Many of the exhibitors in the smart city section of MWC are technology vendors that work with business customers and not necessarily with city governments. For city governments, the upfront costs of IoT rollouts are a widespread concern. Infrastructure partners that AT&T is working with, like Ericsson and Intel, have expressed interest in helping communities pay to get smart city projects off the ground, while the vendors expect to see a return on their investments later on, Lurie said.
A couple of the more unusual smart city examples included a pedestal-sized smart parking meter from Parkeon of Paris. It is solar powered, but also had a display to give users information on nearby shopping and points of interest. It can be programmed to accept payments for train tickets. Some of the meters used in Australia along beaches will even supply information for surfers about where to find the best waves.
Also, Sec.Sense of Northern Ireland showed off a $99 sensor that can attach to a person's bike and be used to communicate information to city officials on potholes or even air quality. The sensor also has Bluetooth connectivity to a bicyclist's smartphone, so if the bike is stolen while the rider is away, an alarm will be sent to the phone.

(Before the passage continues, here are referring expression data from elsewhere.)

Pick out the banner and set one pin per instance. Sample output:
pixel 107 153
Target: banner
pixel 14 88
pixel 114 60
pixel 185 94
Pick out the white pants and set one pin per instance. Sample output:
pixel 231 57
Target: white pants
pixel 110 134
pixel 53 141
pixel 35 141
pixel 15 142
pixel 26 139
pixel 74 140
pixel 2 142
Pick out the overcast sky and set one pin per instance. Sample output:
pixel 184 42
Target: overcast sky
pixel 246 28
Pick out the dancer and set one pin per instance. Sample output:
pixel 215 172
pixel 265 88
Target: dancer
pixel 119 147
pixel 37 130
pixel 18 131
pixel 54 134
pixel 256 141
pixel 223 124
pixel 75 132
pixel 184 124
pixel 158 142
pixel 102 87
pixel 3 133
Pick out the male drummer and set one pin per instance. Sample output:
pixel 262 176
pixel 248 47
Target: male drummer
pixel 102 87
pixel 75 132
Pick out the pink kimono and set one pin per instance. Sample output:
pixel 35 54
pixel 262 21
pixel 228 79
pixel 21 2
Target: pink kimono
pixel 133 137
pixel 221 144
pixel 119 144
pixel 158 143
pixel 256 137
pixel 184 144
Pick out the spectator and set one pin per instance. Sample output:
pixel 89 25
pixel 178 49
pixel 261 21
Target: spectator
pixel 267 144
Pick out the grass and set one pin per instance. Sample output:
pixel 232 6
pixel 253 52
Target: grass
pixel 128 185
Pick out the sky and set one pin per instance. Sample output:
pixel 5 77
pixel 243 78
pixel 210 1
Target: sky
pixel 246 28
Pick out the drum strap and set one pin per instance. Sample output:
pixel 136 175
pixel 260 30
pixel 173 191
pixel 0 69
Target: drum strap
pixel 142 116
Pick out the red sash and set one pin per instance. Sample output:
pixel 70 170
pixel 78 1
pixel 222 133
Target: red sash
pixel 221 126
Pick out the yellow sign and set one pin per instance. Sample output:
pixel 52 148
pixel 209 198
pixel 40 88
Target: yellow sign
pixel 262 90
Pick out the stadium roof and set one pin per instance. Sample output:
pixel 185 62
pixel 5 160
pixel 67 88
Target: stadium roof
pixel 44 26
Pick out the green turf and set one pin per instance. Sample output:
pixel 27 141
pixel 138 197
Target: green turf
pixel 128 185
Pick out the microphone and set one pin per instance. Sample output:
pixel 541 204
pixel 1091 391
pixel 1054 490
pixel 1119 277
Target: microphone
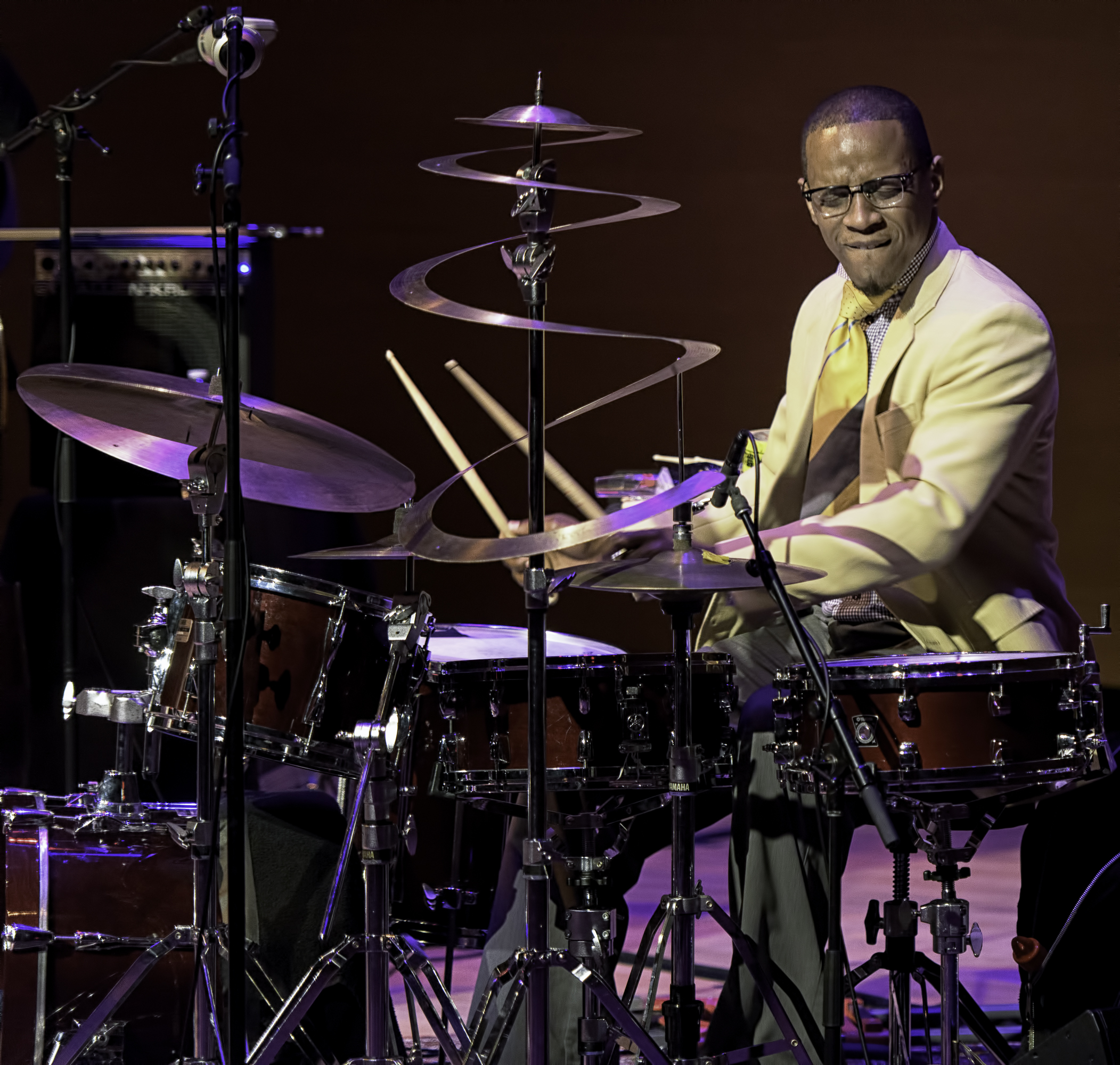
pixel 255 35
pixel 731 469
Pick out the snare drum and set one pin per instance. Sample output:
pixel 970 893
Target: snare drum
pixel 68 871
pixel 936 723
pixel 608 722
pixel 315 659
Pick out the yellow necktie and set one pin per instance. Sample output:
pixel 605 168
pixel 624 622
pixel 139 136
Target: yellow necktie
pixel 832 479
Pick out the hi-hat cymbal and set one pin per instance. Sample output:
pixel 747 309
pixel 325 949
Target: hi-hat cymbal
pixel 387 548
pixel 156 421
pixel 675 572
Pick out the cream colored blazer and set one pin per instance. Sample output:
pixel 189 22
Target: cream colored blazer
pixel 953 525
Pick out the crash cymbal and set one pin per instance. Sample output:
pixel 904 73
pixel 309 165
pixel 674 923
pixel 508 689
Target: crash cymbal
pixel 156 420
pixel 387 548
pixel 556 119
pixel 675 572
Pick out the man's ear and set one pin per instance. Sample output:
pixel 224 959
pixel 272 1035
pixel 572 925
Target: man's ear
pixel 938 177
pixel 812 214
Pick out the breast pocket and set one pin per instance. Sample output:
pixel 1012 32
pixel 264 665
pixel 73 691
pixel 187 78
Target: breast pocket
pixel 895 426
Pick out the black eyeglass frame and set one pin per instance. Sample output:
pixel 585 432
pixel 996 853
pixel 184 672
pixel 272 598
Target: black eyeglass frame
pixel 853 191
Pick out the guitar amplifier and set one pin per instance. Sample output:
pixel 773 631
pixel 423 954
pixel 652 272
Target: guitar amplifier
pixel 144 298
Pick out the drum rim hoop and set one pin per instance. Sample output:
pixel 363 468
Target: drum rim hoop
pixel 315 589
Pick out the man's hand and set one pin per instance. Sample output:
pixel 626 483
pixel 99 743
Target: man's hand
pixel 644 542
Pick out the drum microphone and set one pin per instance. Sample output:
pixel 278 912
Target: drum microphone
pixel 255 35
pixel 731 469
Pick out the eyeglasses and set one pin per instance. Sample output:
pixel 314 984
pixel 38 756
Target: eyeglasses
pixel 832 201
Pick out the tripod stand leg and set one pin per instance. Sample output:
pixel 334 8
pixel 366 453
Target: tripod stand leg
pixel 108 1007
pixel 300 1001
pixel 614 1006
pixel 833 953
pixel 656 974
pixel 498 979
pixel 643 953
pixel 500 1031
pixel 378 1003
pixel 403 951
pixel 266 987
pixel 975 1017
pixel 765 981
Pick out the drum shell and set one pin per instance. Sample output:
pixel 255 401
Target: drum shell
pixel 129 884
pixel 474 690
pixel 306 638
pixel 990 720
pixel 482 845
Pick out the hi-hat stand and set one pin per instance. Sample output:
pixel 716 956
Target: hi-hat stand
pixel 948 919
pixel 59 120
pixel 382 744
pixel 532 266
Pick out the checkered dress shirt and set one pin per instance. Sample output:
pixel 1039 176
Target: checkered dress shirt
pixel 867 606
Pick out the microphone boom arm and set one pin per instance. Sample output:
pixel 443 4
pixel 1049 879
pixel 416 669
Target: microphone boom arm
pixel 81 99
pixel 767 571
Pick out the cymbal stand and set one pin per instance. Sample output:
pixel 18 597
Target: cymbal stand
pixel 949 925
pixel 202 580
pixel 677 913
pixel 591 932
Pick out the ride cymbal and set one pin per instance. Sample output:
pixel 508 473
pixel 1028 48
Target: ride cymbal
pixel 156 421
pixel 675 574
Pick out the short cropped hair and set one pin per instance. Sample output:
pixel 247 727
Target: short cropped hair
pixel 868 103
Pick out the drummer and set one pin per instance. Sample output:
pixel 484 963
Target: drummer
pixel 910 460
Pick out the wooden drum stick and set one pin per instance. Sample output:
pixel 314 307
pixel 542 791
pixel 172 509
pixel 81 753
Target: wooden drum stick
pixel 586 504
pixel 454 452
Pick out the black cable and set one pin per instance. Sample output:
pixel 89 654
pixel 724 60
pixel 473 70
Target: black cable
pixel 219 317
pixel 855 1005
pixel 758 473
pixel 926 1017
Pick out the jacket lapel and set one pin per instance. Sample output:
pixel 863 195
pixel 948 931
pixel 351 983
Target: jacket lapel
pixel 801 389
pixel 920 299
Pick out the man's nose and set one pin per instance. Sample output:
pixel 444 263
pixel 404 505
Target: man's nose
pixel 862 215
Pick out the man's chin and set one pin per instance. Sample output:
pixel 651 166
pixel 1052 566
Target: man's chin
pixel 871 283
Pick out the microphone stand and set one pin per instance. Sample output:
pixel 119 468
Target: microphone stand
pixel 235 605
pixel 59 120
pixel 763 566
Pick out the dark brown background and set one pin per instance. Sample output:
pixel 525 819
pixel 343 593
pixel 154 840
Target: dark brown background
pixel 1018 96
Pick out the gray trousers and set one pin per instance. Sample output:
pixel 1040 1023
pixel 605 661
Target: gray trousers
pixel 778 868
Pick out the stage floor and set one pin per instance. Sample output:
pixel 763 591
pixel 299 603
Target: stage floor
pixel 993 892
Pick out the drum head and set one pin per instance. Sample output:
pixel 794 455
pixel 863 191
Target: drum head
pixel 297 586
pixel 456 643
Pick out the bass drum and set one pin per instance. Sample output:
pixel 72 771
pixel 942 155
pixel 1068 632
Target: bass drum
pixel 315 659
pixel 69 870
pixel 944 723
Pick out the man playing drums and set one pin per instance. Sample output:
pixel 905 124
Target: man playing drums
pixel 910 460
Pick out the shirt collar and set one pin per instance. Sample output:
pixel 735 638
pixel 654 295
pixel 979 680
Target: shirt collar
pixel 910 273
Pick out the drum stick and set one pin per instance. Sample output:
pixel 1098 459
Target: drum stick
pixel 586 504
pixel 454 452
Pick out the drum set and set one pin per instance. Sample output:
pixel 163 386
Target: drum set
pixel 435 747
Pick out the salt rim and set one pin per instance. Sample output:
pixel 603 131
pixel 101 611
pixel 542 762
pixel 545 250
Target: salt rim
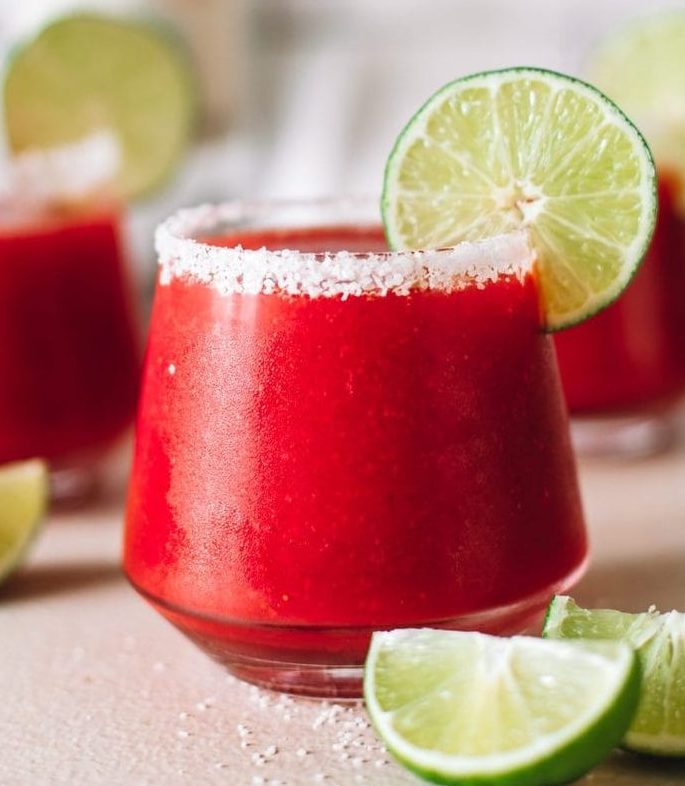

Experts agreed that smart city and IoT rollouts are still in their early stages, even if AT&T has been pursuing opportunities for years, as Lurie said.
"The initial upfront costs could be huge" for smart city and other IoT deployments, said Bob O'Donnell, an analyst at Technalysis Research. Big companies like Cisco and AT&T will be able to absorb some of the deployment costs, but struggling cities will face a harder time, he added.
Businesses that deploy IoT technology will use it to improve their competitiveness, while cities will have to sell something less tangible to their taxpayers, he added. "Can you really sell quality of life because the traffic lights are connected to a smart network?" he asked.